Os segredos do Fundo Verde Asset – parte 4

Chama a atenção no primeiro trimestre de relatórios de 2005 o desacordo dos gestores com o modo que o governo brasileiro vinha conduzindo a economia do país. No que tangia à previdência, os crescentes déficits juntamente a não modernização da economia para aumentar a produtividade e a decisão do Banco Central em manter a taxa de juros alta já começavam a incomodar. Apesar disto, o fundo já acumulava 5,97% de rentabilidade e a maior parte vinha dos hedges na renda fixa.

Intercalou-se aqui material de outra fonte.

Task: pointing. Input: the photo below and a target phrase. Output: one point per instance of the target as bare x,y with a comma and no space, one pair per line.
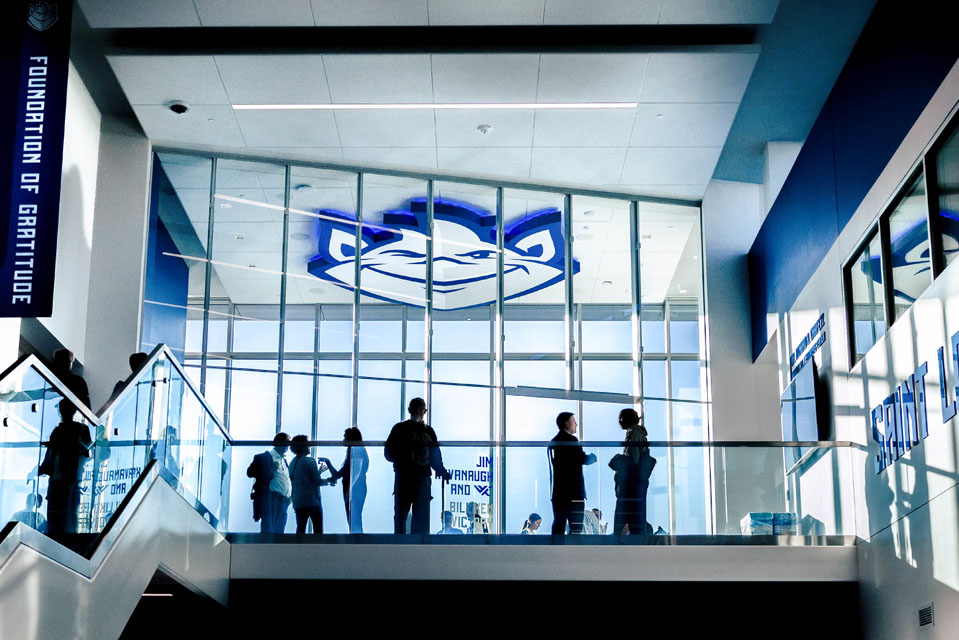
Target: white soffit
245,13
488,12
118,14
666,146
356,13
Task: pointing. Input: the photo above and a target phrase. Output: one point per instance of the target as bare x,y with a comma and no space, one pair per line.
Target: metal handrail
33,361
653,444
161,351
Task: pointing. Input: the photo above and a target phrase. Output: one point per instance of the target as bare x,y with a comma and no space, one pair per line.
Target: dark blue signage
903,413
816,336
35,64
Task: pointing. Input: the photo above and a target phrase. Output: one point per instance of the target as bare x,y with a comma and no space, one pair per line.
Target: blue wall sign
902,413
816,336
393,254
35,65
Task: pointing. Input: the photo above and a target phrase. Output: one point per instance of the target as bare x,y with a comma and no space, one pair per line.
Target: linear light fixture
458,105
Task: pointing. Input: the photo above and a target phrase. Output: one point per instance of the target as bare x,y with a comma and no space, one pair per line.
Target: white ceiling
321,13
248,235
668,145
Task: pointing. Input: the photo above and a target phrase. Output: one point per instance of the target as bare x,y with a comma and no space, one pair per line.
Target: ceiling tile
379,78
591,77
254,13
697,77
161,79
582,127
310,153
485,78
681,192
512,163
577,165
508,128
686,124
603,11
386,128
718,11
513,12
288,128
274,79
202,125
418,158
124,14
670,165
358,13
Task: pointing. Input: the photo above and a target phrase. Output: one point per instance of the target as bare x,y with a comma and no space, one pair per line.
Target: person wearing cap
271,486
411,447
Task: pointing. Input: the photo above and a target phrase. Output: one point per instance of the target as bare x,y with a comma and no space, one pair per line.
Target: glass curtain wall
310,300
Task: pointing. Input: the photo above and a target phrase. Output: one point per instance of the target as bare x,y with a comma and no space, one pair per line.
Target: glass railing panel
22,489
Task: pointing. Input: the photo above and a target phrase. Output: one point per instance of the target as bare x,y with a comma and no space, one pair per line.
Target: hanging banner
34,68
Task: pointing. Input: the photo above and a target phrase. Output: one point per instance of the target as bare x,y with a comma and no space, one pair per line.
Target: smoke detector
178,107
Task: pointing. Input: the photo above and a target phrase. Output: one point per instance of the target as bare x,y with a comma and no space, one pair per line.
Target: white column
118,260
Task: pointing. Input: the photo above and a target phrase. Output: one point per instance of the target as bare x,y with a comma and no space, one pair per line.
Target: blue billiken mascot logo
393,255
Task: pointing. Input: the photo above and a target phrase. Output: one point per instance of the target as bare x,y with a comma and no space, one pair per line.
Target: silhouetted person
305,476
448,528
136,361
532,524
67,450
271,487
63,368
411,447
31,515
569,487
631,488
353,474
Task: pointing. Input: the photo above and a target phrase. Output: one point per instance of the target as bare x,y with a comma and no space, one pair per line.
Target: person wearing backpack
411,447
632,477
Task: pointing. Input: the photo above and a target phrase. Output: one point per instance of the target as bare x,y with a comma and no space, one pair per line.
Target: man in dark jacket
271,487
411,447
569,488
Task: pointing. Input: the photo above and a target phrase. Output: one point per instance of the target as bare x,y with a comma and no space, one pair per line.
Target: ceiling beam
424,40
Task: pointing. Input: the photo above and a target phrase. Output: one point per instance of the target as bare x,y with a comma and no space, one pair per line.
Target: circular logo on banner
43,15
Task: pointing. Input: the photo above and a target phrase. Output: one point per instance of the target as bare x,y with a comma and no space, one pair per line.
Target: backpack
420,441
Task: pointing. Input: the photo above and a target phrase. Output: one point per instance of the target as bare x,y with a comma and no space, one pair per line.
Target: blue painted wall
899,61
167,278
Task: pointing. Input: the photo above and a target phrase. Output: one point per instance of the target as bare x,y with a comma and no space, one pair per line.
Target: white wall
909,512
741,404
78,185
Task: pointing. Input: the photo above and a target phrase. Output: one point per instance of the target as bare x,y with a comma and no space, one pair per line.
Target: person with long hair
353,473
630,516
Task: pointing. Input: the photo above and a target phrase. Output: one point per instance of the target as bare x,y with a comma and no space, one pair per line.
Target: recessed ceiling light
435,105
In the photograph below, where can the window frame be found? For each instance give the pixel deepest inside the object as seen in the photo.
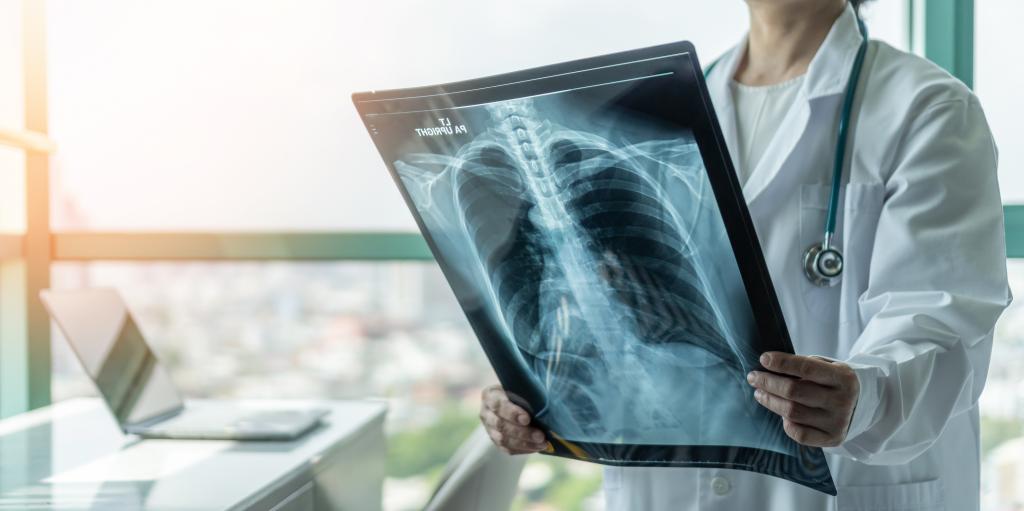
(940, 30)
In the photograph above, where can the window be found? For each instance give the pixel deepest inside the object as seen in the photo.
(998, 83)
(237, 116)
(11, 119)
(1003, 408)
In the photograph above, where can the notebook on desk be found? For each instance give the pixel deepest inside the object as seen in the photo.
(138, 390)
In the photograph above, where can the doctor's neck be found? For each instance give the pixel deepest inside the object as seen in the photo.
(784, 36)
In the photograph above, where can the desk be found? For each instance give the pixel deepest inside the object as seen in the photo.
(73, 456)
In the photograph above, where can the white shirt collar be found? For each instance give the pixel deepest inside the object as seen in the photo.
(828, 71)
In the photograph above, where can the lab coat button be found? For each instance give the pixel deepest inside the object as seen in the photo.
(720, 485)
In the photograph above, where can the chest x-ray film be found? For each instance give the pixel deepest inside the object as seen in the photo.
(589, 221)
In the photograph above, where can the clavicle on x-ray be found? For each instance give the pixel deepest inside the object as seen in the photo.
(599, 258)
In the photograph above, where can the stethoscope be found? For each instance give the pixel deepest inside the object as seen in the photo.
(823, 261)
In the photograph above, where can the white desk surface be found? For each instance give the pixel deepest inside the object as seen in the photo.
(73, 456)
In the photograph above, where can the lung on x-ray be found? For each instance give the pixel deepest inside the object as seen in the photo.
(588, 219)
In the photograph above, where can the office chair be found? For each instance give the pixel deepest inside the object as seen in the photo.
(479, 477)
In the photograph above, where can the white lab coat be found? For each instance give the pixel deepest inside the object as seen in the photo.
(925, 282)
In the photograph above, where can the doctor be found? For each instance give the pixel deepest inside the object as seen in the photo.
(903, 336)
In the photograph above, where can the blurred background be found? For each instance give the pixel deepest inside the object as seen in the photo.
(209, 165)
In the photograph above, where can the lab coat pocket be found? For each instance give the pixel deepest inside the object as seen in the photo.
(860, 206)
(925, 496)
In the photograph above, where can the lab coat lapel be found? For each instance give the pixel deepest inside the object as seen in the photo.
(826, 77)
(718, 86)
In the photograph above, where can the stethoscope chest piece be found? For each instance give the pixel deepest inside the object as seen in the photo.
(823, 264)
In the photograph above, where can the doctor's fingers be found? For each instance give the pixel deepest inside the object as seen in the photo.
(802, 391)
(809, 368)
(506, 430)
(496, 399)
(807, 435)
(800, 414)
(512, 438)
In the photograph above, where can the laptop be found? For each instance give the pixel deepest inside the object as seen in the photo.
(138, 389)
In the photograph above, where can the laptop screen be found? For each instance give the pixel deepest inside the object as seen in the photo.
(114, 352)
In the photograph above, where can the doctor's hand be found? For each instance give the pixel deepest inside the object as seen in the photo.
(814, 396)
(508, 425)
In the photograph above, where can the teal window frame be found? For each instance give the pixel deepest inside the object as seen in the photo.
(940, 30)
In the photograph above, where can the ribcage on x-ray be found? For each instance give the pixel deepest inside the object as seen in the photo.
(592, 267)
(628, 243)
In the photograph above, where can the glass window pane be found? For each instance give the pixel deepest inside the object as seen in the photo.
(11, 118)
(1003, 407)
(333, 330)
(186, 115)
(998, 82)
(888, 20)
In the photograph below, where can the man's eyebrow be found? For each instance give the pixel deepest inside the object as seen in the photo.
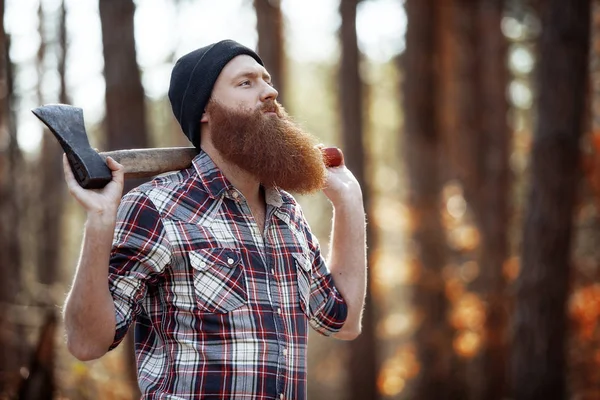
(252, 75)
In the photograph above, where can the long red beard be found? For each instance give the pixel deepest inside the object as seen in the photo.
(271, 147)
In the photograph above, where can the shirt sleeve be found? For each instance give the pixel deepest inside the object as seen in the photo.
(328, 309)
(140, 253)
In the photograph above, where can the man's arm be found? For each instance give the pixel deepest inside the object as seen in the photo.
(89, 312)
(347, 256)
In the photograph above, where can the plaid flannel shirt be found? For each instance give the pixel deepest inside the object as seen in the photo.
(221, 310)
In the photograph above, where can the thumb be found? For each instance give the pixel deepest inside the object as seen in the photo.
(118, 170)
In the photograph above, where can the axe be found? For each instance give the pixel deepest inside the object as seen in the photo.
(89, 167)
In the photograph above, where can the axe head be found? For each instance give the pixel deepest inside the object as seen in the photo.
(66, 123)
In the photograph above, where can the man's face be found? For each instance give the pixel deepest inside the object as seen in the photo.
(243, 83)
(252, 131)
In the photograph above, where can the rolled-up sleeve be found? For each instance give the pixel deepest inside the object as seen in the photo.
(139, 255)
(328, 308)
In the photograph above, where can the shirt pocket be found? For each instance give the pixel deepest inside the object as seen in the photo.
(219, 280)
(303, 270)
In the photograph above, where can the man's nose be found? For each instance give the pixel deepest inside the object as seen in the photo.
(269, 93)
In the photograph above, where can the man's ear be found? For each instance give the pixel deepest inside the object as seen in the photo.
(204, 117)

De abril a junho o desempenho do fundo não foi bom, sendo negativo em nos três meses e encerrando o primeiro semestre de 2005 com valorização de 3,2%. A administração admitiu ter se equivocado nas previsões e este ser o motivo do baixo desempenho do fundo. Em 2005, o mercado já estava de olho nas próximas eleições em virtude do cenário político desafiador[1] e a atitude tomada em junho foi reduzir a exposição em bolsa e comprar hedges esperando um possível agravamento da crise. No ambiente financeiro mundial, todos os sinais seguintes indicaram uma melhora.

Assim, o terceiro trimestre encerrou com alta de 6,08%. Os gestores fizeram na época um diagnóstico detalhado tanto da esfera mundial quanto doméstica. Naquele período o forte crescimento da China beneficiava o Brasil e as manobras políticas vinham esfriando o debate e críticas sobre os esquemas de corrupção do governo Lula.

Deste modo, 2005 encerrou[2] com o fundo rendendo um pouco mais que o CDI, 107% mais precisamente. O otimismo do mundo quanto ao futuro das economias emergentes foi o que impulsionou o mercado brasileiro. E, uma vez que, o fundo Verde esteve cauteloso quanto às medidas tomadas no Brasil pelo BC e os desdobramentos da crise política, o resultado entregue também foi modesto.

No ano seguinte, as bolsas mundiais voltaram a recuperar-se e o fundo obteve até abril 13,07% de rentabilidade ou 253,1% frente à taxa de juros. Todavia, a gestão sinalizou uma mudança de estratégia, pois via que as ações brasileiras estavam caras, então, a exposição à bolsa foi reduzida apostando em títulos atrelados à inflação. A justificativa era a preocupação com as contas do governo no longo prazo. No período, os Treasuries americanos também subiram para taxas maiores de 5%.

As incertezas sobre a economia americana influenciaram os mercados entre junho e agosto. O fundo aproveitou o momento de pânico nos mercado e fez compras em ações como meio de tentar garantir uma rentabilidade futura maior. Em agosto de 2006, as incertezas quase acabaram e os mercados começavam a se recuperar. Apenas uma coisa permanecia: a preocupação com as contas públicas.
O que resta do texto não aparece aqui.